DNA extraction and quantification
DNA from blood was extracted using a modified salting out procedure , PrepFiler Express™ Forensic DNA Extraction Kit (TFS) or standard phenol-chloroform method. Previously used DNA extracts were stored frozen, at 4° C or room temperature (the percentage of methylation detected from different storage conditions was checked randomly and compared with previous Pyrosequencing results) . DNA from buccal swabs and postmortem samples including bones was extracted using a silica-based method with Sherlock AX kit (A&A Biotechnology, Gdansk, Poland).
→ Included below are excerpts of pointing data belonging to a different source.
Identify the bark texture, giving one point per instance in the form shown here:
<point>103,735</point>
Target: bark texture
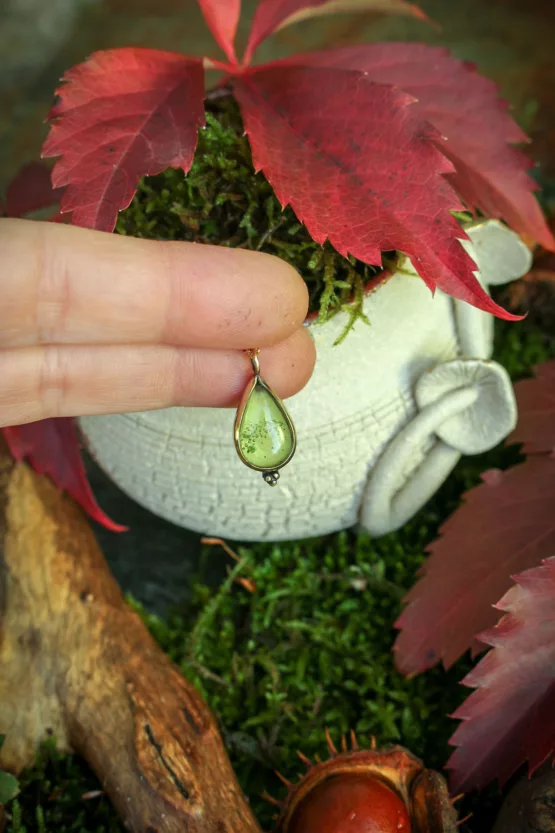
<point>76,662</point>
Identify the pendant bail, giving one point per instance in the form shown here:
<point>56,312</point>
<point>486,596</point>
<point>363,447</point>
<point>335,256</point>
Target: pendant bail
<point>255,362</point>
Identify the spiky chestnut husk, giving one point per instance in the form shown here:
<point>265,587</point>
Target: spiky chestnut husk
<point>368,791</point>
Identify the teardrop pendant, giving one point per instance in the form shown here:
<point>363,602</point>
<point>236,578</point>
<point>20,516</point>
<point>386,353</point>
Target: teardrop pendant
<point>265,436</point>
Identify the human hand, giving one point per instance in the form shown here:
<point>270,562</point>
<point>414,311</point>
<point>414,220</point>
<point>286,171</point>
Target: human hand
<point>95,323</point>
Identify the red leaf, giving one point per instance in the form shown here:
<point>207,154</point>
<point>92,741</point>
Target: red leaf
<point>123,114</point>
<point>510,719</point>
<point>536,411</point>
<point>31,190</point>
<point>272,15</point>
<point>506,525</point>
<point>222,17</point>
<point>52,448</point>
<point>476,130</point>
<point>358,167</point>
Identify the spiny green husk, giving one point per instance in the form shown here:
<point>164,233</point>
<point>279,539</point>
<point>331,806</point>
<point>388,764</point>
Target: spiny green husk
<point>223,201</point>
<point>310,648</point>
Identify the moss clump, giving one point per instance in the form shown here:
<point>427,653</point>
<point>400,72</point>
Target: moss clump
<point>310,648</point>
<point>61,795</point>
<point>223,201</point>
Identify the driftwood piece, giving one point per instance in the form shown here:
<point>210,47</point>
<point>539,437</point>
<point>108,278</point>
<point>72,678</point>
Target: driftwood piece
<point>530,806</point>
<point>77,663</point>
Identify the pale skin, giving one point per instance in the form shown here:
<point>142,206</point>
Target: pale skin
<point>94,323</point>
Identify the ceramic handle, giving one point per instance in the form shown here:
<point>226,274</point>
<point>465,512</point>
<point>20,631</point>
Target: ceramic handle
<point>387,505</point>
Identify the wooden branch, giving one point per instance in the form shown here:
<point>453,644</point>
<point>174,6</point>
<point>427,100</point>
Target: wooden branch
<point>77,663</point>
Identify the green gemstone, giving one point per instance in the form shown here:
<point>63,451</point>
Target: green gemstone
<point>266,439</point>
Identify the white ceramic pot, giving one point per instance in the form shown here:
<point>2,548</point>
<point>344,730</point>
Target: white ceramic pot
<point>382,422</point>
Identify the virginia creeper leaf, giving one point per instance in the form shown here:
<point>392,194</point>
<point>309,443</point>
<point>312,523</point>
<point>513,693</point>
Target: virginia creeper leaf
<point>536,411</point>
<point>510,717</point>
<point>222,17</point>
<point>31,190</point>
<point>122,114</point>
<point>52,447</point>
<point>360,168</point>
<point>272,15</point>
<point>507,524</point>
<point>475,129</point>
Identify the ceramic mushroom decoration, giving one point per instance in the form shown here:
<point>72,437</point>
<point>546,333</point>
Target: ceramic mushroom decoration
<point>383,421</point>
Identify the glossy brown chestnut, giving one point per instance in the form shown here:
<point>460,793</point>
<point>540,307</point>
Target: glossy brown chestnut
<point>367,791</point>
<point>351,804</point>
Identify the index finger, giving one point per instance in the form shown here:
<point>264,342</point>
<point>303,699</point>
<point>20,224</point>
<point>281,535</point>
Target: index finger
<point>65,285</point>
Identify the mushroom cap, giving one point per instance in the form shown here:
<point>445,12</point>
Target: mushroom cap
<point>485,422</point>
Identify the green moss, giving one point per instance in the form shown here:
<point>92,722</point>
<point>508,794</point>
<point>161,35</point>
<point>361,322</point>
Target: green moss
<point>61,795</point>
<point>223,201</point>
<point>310,648</point>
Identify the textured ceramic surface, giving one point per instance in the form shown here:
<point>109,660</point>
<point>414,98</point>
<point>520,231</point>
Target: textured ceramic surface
<point>369,447</point>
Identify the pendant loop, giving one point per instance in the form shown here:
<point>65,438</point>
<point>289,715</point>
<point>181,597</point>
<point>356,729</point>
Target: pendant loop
<point>253,356</point>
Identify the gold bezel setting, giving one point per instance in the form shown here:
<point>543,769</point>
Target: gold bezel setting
<point>270,473</point>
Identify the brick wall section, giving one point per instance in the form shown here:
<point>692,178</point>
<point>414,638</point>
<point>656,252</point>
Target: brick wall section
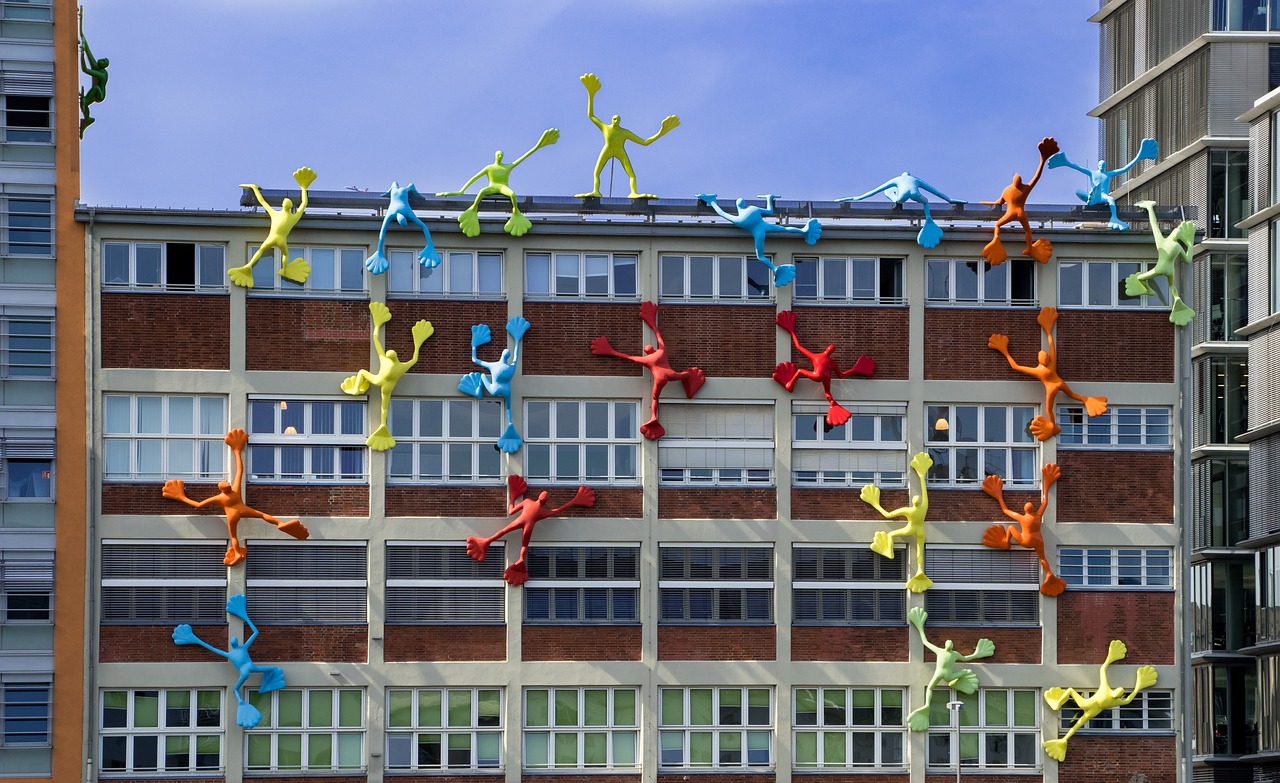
<point>1091,758</point>
<point>444,642</point>
<point>165,332</point>
<point>727,503</point>
<point>579,642</point>
<point>1115,486</point>
<point>880,333</point>
<point>154,644</point>
<point>560,340</point>
<point>328,644</point>
<point>849,642</point>
<point>955,343</point>
<point>717,642</point>
<point>1088,619</point>
<point>1013,645</point>
<point>1115,346</point>
<point>288,500</point>
<point>301,335</point>
<point>448,349</point>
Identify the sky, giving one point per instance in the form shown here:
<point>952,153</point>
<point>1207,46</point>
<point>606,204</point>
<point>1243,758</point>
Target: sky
<point>805,99</point>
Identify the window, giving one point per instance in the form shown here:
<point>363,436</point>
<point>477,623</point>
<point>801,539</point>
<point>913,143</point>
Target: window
<point>969,443</point>
<point>1101,284</point>
<point>307,729</point>
<point>999,729</point>
<point>716,728</point>
<point>456,729</point>
<point>849,280</point>
<point>849,728</point>
<point>723,585</point>
<point>1097,567</point>
<point>580,275</point>
<point>842,585</point>
<point>167,266</point>
<point>978,586</point>
<point>163,582</point>
<point>306,440</point>
<point>581,442</point>
<point>720,443</point>
<point>321,584</point>
<point>334,270</point>
<point>974,283</point>
<point>446,440</point>
<point>170,731</point>
<point>869,448</point>
<point>150,436</point>
<point>1119,426</point>
<point>713,278</point>
<point>429,584</point>
<point>461,275</point>
<point>579,585</point>
<point>581,728</point>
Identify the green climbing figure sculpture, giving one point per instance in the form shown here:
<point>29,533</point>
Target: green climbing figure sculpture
<point>914,516</point>
<point>499,174</point>
<point>278,237</point>
<point>615,141</point>
<point>1176,245</point>
<point>389,371</point>
<point>945,671</point>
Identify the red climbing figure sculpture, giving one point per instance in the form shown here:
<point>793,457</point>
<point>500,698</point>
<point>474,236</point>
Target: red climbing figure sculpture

Bone surfaces were cleared of soft tissue with a sterile scalpel and the entire exterior was abraded with a grindstone attached to a Dremel rotary tool to remove potential contaminants. Before the extraction bone pieces (~1cm3) were treated with 15% bleach for 1min, repeatedly shaken with 100% ethanol and distilled water (dH2O), and finally subjected to UV irradiation. The thoroughly dried samples were pulverized using a FreezerMill 6750 apparatus (Spex CertiPrep, NJ, USA) and EDTA decalcification applied to each of the samples. DNA concentration was measured in all samples using Qubit dsDNA HS Assay Kit with the Qubit instrument.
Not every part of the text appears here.